I was 82% wrong about my onboarding

I was about to ship what I thought was an obvious improvement.

After three weeks of analyzing BlogSEO's onboarding metrics, the problem seemed clear: too much friction. Users had to navigate 2-3 screens, including a lengthy website analysis with AI-generated headlines, before reaching the free trial. I was confident that removing those barriers would boost conversions.

So I almost rolled it out immediately. But something made me pause. I remembered my first startup at Joko and their systematic approach: "If you can't measure it, you can't improve it." They AB-tested almost everything, especially the critical flows like onboarding.

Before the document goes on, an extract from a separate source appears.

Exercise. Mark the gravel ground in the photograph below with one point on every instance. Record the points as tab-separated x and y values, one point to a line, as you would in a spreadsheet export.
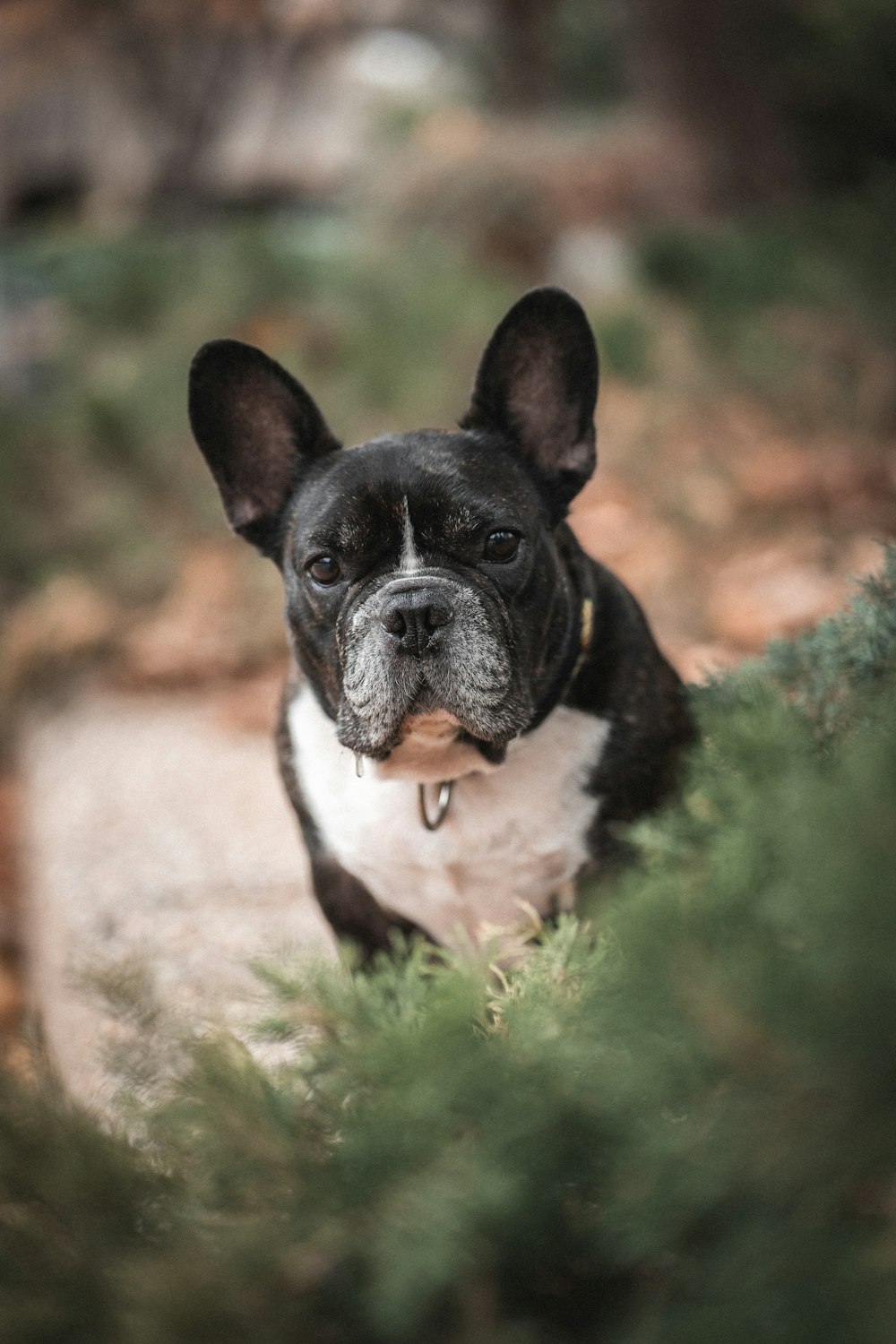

So I decided to test my conviction instead of trusting it. I set up three variants to test:

Control: The current flow with full website analysis and generated headlines (high friction, but demonstrates value)
“Obvious” Winner: My "improved" version that skipped straight to the free trial paywall after users entered their URL (minimal friction, maximum speed)
Middle Ground: A compromise with a shortened analysis that showcased some AI magic without too much wait

4 weeks later, I analyzed the results:

Results after 4 weeks of testing

My "obvious winner" tanked free trial conversions by 29%, and checkout start conversions by 14% compared to the control group. If I'd shipped it without testing, I would have killed 29% of my future revenue overnight.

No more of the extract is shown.